Jose Garces is an American -Ecuadorian - Spanish chef, restaurant owner, and Iron Chef. He was born in Chicago to Ecuadorian parents. He won in the second season of The Next Iron Chef.

==Early life==
Garces was born in the early 1970s in Chicago, Illinois. He is the second of three children born to parents Jorge and Magdalena Garces and is of Ecuadorian heritage. He played varsity football and wrestled as a student at Gordon Technical High School. Garces studied Culinary Arts at Kendall College in Chicago, graduating in 1996.

After graduating from college, Garces traveled to Spain to gain experience in European-style cooking and cuisine, returning to the United States a few years later to work in New York City.

==Career==
Chef Douglas Rodriguez opened Alma de Cuba in Philadelphia with Garces as his executive chef in 2001.

Garces opened his first restaurant in 2005, Amada, named after his grandmother. The Spanish tapas restaurant was followed by restaurant concepts with locations in Philadelphia, Chicago, Arizona, New Jersey, Palm Springs, Washington, D.C., and New York City. Following a few years of financial and legal challenges, Garces filed for bankruptcy in 2018 and sold his restaurants to IdEATion Hospitality as part of a restructuring.

IdEATion, along with Chef Garces, now run seven restaurants in Philadelphia: Amada, Tinto, Village Whiskey, Garces Trading Company, JG Domestic, Volvér, and Buena Onda.
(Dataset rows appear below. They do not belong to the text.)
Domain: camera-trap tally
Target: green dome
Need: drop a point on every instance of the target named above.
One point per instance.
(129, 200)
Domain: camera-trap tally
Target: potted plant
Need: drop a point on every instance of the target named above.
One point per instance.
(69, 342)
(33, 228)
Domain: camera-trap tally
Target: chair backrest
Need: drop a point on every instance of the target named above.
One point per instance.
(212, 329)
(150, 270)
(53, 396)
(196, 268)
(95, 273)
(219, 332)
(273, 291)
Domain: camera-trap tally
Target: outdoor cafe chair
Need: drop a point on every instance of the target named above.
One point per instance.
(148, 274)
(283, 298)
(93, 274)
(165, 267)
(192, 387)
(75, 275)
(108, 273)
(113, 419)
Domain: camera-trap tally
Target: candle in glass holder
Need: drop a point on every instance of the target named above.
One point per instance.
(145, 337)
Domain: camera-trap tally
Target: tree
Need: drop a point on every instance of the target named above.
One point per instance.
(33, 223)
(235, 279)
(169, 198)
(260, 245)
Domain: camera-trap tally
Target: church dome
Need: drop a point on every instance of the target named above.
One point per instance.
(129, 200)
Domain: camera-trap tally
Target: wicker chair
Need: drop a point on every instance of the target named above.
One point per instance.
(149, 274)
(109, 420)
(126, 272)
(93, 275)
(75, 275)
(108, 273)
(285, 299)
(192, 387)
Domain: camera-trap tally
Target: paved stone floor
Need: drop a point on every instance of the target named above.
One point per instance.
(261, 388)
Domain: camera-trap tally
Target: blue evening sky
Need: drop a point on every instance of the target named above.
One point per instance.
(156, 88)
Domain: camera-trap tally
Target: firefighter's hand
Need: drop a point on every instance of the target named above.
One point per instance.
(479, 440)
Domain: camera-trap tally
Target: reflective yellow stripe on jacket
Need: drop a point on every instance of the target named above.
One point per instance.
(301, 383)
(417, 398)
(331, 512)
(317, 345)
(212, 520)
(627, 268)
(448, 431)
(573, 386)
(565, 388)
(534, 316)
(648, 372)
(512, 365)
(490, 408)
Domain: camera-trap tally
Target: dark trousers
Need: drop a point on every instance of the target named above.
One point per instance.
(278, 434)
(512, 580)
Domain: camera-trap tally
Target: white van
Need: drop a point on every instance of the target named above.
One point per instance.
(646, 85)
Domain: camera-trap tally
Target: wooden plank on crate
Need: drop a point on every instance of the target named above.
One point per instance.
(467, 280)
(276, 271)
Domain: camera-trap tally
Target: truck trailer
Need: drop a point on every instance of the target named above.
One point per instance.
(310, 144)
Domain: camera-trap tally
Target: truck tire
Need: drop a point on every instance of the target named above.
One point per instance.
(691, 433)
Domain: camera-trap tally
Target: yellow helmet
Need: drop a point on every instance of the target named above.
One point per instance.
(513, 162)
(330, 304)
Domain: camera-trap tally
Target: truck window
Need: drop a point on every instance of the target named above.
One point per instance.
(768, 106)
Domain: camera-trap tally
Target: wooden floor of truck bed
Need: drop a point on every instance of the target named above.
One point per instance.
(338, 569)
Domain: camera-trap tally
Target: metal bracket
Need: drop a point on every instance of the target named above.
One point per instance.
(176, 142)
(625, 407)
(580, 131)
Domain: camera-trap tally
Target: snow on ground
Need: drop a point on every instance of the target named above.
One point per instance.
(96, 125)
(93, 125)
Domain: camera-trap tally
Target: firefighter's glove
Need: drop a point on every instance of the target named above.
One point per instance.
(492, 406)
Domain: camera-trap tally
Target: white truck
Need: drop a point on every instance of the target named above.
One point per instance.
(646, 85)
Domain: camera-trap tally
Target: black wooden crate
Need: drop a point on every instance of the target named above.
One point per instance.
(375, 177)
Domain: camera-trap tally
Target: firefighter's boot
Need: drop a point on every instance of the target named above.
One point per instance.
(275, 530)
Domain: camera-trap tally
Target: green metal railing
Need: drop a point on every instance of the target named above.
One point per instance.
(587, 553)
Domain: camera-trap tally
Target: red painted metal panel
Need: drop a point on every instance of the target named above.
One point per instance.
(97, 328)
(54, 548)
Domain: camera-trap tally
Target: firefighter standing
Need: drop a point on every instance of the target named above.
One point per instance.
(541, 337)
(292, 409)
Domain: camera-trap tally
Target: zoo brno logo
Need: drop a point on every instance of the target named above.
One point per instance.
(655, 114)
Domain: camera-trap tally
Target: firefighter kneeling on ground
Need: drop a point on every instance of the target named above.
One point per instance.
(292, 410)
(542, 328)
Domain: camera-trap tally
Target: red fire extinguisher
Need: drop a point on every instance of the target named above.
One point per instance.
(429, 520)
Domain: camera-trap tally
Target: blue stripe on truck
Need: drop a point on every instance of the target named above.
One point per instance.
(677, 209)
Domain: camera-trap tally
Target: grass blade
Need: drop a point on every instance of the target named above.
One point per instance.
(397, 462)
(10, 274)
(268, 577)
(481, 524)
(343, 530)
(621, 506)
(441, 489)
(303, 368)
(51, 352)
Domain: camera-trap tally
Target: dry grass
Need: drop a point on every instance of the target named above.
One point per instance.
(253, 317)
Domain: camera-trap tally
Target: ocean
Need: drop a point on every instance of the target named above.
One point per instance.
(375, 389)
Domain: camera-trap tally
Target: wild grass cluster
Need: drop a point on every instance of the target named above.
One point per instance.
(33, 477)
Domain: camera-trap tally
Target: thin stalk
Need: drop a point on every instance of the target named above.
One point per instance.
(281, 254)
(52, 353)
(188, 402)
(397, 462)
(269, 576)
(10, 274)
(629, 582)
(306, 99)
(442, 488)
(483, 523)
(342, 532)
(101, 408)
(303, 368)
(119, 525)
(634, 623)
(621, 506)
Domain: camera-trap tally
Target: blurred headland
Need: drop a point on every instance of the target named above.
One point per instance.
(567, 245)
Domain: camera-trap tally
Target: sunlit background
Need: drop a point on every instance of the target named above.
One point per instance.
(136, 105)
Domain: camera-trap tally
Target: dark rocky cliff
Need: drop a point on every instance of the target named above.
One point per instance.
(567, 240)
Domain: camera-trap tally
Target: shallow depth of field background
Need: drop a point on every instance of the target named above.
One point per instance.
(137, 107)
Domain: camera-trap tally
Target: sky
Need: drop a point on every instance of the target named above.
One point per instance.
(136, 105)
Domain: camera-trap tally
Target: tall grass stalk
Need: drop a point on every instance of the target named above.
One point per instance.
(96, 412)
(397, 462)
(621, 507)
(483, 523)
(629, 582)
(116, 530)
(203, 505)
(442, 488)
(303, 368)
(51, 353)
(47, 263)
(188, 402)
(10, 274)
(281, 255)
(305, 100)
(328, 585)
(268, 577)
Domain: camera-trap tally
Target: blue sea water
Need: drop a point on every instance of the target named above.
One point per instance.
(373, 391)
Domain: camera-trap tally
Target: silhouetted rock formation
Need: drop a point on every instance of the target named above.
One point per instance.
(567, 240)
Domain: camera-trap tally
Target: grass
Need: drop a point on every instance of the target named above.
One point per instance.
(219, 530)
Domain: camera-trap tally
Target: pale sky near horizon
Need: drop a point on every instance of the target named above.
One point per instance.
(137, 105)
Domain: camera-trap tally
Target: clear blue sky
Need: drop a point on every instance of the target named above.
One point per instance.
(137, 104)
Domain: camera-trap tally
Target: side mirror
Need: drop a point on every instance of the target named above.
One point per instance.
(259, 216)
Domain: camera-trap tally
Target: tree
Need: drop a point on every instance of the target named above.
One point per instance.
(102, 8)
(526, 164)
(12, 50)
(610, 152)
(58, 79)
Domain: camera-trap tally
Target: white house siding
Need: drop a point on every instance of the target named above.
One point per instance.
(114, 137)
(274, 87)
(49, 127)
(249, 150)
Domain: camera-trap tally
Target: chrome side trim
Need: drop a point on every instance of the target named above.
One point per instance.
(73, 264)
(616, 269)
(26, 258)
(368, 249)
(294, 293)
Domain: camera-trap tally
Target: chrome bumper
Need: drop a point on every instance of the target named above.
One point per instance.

IdEATion and Chef Garces also manage four restaurants at the Ocean Casino Resort in Atlantic City, New Jersey: Amada - Ocean, Distrito Cantina - Ocean, Olón - Tropicana, and Okatshe - Tropicana.

==Television==
Garces has been a challenger on Iron Chef America, defeating Bobby Flay on a 2008 episode featuring melon. He also competed in the second season of The Next Iron Chef and he was selected the sixth Iron Chef after defeating opponent chef Jehangir Mehta on November 22, 2009. Garces debuted as an Iron Chef on January 17, 2010, when he defeated Seattle chef Rachel Yang in Battle Hawaiian Moi. In 2023, Garces was a competitor in season 4 of Tournament of Champions.

==Personal life==
In 2002, he married Beatriz Garces, a dentist. The couple has a daughter, Olivia, and a son, Andres. They later divorced and he married Jill Garces.